In “Terezin-L’arte è più forte dell’odio” Antonio, clarinettista italiano e Martina, violinista cecoslovacca, si innamorano a Praga durante la Seconda Guerra Mondiale, ma nel 1942 vengono deportati nel campo di Terezin (o Theresienstadt secondo il nome tedesco, 60 chilometri a nord della capitale della Repubblica Ceca), dove la loro storia si intreccia con le incredibili vicende dei tanti artisti, musicisti, pittori, scrittori, creativi eccellenti, che, durante la detenzione realizzarono lì centinaia di produzioni musicali riuscendo a far divenire l’arte uno strumento di sopravvivenza per migliaia di persone segregate.
Nella realtà Terezín fu un campo “particolare” perché doveva servire alla propaganda nazista per mostrare un “ghetto modello” in cui gli ebrei potevano continuare la propria vita in maniera differente. Per questo vennero portati lì intellettuali e artisti usati per mostrare la falsa benevolenza di Hitler verso gli ebrei: quando nel 1944 la Croce Rossa visitò il campo, i nazisti organizzarono persino una rappresentazione musicale mettendo in scena il “Requiem” di Verdi. Terezín fu un luogo di dolore e sofferenza con un tragico epilogo: i nazisti, ormai certi della sconfitta, decisero di liquidare il campo e spedire tutti i prigionieri ancora vivi nei lager di sterminio. A Birkenau, il 17 ottobre 1944, 1390 uomini, donne e bambini, appena arrivati da Terezin vennero uccisi senza pietà.
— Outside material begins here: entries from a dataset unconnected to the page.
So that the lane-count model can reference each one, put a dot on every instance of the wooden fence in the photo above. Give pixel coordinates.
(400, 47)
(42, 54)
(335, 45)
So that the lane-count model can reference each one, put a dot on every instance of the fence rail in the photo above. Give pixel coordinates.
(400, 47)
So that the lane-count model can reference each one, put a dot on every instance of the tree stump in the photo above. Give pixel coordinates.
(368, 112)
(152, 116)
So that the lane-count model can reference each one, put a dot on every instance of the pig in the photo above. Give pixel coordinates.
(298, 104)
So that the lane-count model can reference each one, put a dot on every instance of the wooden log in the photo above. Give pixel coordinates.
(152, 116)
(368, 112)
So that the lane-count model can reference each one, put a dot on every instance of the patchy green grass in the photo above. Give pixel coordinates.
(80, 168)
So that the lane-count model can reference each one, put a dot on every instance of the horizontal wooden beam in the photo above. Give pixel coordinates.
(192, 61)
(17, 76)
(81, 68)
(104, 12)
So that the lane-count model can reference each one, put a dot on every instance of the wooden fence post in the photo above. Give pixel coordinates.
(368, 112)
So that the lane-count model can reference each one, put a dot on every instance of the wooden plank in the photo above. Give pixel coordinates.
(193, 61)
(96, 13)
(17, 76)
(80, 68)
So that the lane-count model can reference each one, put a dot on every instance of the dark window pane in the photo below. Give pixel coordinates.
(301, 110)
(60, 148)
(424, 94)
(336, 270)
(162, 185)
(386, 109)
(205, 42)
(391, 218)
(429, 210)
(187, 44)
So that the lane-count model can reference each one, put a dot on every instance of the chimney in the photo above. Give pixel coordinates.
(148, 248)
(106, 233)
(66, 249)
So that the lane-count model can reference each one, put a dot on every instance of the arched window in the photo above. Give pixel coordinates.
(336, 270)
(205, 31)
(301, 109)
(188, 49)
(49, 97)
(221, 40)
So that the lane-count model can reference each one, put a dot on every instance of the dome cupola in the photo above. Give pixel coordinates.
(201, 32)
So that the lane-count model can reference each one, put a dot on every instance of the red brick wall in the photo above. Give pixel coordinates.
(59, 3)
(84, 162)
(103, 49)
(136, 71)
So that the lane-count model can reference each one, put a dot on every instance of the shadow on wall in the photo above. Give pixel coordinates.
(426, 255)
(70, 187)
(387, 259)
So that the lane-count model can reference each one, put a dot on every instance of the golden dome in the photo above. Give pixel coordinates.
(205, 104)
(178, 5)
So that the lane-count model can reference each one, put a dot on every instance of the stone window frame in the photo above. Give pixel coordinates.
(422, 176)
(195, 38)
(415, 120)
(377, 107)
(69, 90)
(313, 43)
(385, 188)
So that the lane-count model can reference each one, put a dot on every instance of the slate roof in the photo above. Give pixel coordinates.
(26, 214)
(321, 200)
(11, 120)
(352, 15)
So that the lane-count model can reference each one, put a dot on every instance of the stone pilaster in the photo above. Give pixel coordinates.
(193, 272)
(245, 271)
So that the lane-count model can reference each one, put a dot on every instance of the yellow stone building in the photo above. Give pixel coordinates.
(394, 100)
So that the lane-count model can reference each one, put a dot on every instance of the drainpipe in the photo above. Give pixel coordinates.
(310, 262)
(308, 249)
“Terezin-L’arte è più forte dell’odio”, arrivato oggi nelle sale italiane, e opera prima di Gabriele Guidi (figlio d’arte di Johnny Dorelli e Catherine Spaak), vede un cast internazionale di tutto rispetto composto da Mauro Conte (Una questione privata, Sulla mia pelle), l’attrice slovacca Dominika Moravkova-Zelenikovà (Filthy, Kandidat), Alessio Boni (La meglio gioventù, La strada di casa) , Cesare Bocci (Viaggio nella grande bellezza, Il commissario Montalbano), Antonia Liskova, Jan Revai e Marián Mitaš.
Terezin, ennesima pellicola creata per il Giorno della Memoria, è un film che ha il coraggio di affrontare una tematica delicata, scivolosa, persino abusata, è lastricato di buone intenzioni ma non riesce a ritagliarsi uno spazio preciso all’interno del filone dei film sulla Shoah presentando una ridondante alternanza, quasi schematica, tra emozioni e brutture: insomma, non rischia qualcosa di diverso, come per esempio Il bambino con il pigiama a righe (di Mark Herman, 2008) o il surreale La vita è bella di Benigni. Parlando di bambini, sarebbe stato interessante dare per esempio maggior spazio ad un aspetto davvero particolare di quel campo: a Terezin i bambini vivevano con le loro famiglie e molti artisti e intellettuali si trasformarono in loro maestri (le leggi naziste impedivano ai bambini ebrei di andare a scuola). Al Museo ebraico di Praga esistono più di quattromila di quei disegni. Il grande filo emotivo del film si riduce quindi alle emozioni che la musica sa dare.